SDOHs are a composite set of conditions affecting the individual’s outcome performance in overall health and welfare [21]. There are five major determinants, namely economic stability, education access and quality, healthcare access and quality, the neighborhood and built environment, and social and community context [22]. However, the SDOH in cancer is not well explored; nevertheless, the Patient Protection and Affordable Care Act (PPACA) in 2010 subsequently led to initiatives to develop policies, roadmaps, and federal and non-federal programs [23,24,25,26,27,28]. Even after 14 years of the PPACA, there has been slow progress in cancer setting in assessing measures affecting cancer care from screening to cancer survivorship care. Considering homelessness, there has been a remarkable achievement in a 2017 report, illustrating that the number of chronically homeless people in America has decreased by 22,892 (or 21 percent) since 2010. Furthermore, a decrease of 25 percent, or 10,565 people, in the number of chronically homeless persons who are in shelters since 2007 has been observed, as well as a decrease of 33 percent, or 25,632 people, in the number of chronically homeless people who are living on the streets [29]. However, a recent report (2022) indicates that the 2017 homelessness progress has been interrupted across the country, primarily affected by COVID-19, and its economic impact and public policy has led to a significant increase in homelessness in most places [6]. Despite a small increase from 2020 to 2022 in the overall number of homeless persons, the numbers of unsheltered people, people with disabilities, and long-term homeless people all grew significantly. The majority of persons who are homeless are single people without secure homes, and the percentage of single homeless people increased by 3.1%. Furthermore, the number of persons who were chronically homeless, which includes those who were disabled and had been homeless for an extended time, increased by 16 percent between 2020 and 2022 [6]. Furthermore, these patients suffer from chronic illnesses and require emergency admission. They also experience additional problems related to hospitalization, which contribute to poorer outcomes in any given medical situation [2,3,4,5,6,7].

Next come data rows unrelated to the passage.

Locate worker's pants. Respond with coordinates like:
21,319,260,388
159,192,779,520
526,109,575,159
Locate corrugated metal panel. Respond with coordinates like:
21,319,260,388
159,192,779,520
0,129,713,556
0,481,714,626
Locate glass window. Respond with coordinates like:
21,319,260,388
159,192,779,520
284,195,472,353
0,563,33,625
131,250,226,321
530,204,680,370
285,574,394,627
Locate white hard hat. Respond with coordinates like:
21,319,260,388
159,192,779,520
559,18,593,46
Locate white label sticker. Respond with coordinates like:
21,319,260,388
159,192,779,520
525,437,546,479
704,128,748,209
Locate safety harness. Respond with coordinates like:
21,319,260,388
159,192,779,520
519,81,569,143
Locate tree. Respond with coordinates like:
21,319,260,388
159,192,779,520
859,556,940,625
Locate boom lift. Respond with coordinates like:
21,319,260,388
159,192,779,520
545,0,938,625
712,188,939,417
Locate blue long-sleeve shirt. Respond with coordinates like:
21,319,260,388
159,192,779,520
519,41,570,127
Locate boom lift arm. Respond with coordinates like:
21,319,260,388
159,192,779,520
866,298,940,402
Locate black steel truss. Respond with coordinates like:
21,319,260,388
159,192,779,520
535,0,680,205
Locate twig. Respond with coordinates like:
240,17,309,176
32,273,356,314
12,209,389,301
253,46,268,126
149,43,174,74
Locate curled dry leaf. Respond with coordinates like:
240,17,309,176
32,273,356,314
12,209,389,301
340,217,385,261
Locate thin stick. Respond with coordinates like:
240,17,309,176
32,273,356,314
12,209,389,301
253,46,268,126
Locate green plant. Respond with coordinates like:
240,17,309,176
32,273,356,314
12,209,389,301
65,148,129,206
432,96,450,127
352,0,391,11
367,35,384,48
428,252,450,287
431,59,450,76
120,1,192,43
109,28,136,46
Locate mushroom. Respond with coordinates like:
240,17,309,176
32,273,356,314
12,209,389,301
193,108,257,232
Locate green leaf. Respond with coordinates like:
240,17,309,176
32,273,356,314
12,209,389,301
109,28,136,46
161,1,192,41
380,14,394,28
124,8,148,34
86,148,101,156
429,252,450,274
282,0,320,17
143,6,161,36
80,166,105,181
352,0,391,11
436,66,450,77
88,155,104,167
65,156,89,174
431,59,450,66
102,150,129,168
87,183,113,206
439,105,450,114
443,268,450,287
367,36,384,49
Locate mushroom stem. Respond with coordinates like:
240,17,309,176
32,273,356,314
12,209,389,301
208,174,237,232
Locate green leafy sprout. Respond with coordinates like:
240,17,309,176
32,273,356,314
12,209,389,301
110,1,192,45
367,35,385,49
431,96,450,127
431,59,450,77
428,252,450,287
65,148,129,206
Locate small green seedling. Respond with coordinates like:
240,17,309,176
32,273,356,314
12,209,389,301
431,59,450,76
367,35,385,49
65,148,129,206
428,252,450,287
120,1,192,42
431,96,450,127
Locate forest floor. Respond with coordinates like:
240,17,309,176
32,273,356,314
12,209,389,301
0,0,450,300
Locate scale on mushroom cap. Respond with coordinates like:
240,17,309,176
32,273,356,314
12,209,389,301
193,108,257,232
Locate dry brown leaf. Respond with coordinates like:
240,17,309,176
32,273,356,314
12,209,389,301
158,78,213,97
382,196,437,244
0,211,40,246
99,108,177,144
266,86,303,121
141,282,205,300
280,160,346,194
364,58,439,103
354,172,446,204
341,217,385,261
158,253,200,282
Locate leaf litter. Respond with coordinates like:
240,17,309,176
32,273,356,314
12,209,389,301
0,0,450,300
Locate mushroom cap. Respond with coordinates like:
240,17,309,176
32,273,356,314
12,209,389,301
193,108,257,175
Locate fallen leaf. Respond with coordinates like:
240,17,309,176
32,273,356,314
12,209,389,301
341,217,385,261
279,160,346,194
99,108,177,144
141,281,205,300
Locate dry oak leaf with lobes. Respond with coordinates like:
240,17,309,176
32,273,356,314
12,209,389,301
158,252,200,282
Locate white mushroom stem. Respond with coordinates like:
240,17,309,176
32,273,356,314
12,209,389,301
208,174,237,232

Given the various factors that impact a patient’s choice to be admitted, accurately predicting emergency admissions in any group is exceedingly challenging. However, precisely predicting emergency hospitalization among patients with poor SDOHs is particularly difficult due to the added complexities arising from factors such as decision-making, need, payer status, and healthcare accessibility. However, with the help of advanced algorithms specifically designed for technology, a variety of technology-focused considerations and procedures can be evaluated, examined, and successfully implemented in these settings [30,31,32,33]. Through the analysis of yearly national data that are gathered and maintained electronically, we were able to use algorithm-specific validation in our study to predict emergency admissions among homeless metastatic cancer patients using ML XAI. Thus, it is implied that there is a commonality in the pattern of care, living circumstances, access to healthcare, and behavior related to seeking health among homeless metastatic cancer patients. Hence, all of our models, including Lasso, ridge, EN, and RF, performed well in prediction using the variables selected by the machines. These variables include whether the patient was transferred from another hospital, whether the admission was elective or not, the presence of deficiency anemia, alcohol dependence, weekend admission status, and the presence of blood loss anemia. In addition to these primary nodes/variables for feature selection, we incorporated multiple iterations to include race, payer status, median household income determined by zip code, weight loss, and fluid and electrolyte imbalance, and thus yielded a better performance in prediction among poor SDOHs. Recent data indicate that there have been 4 million emergency services provided for oncology patients [34,35,36]. This increase in emergencies can be attributed to the increasing complexity and the widespread use of active therapy, which have resulted in compromised conditions among advanced cancer patients; however, the access to care, payor status, decision-making, need, and acute care while being chronic patients all affect this outcome [37]. Our data show that there is a much higher rate of emergency admissions (70~80%) among all cancer cohorts who report being homeless. This suggests that there is a greater unmet need among those experiencing poor SDOHs, and this trend aligns with findings from other research studies [38].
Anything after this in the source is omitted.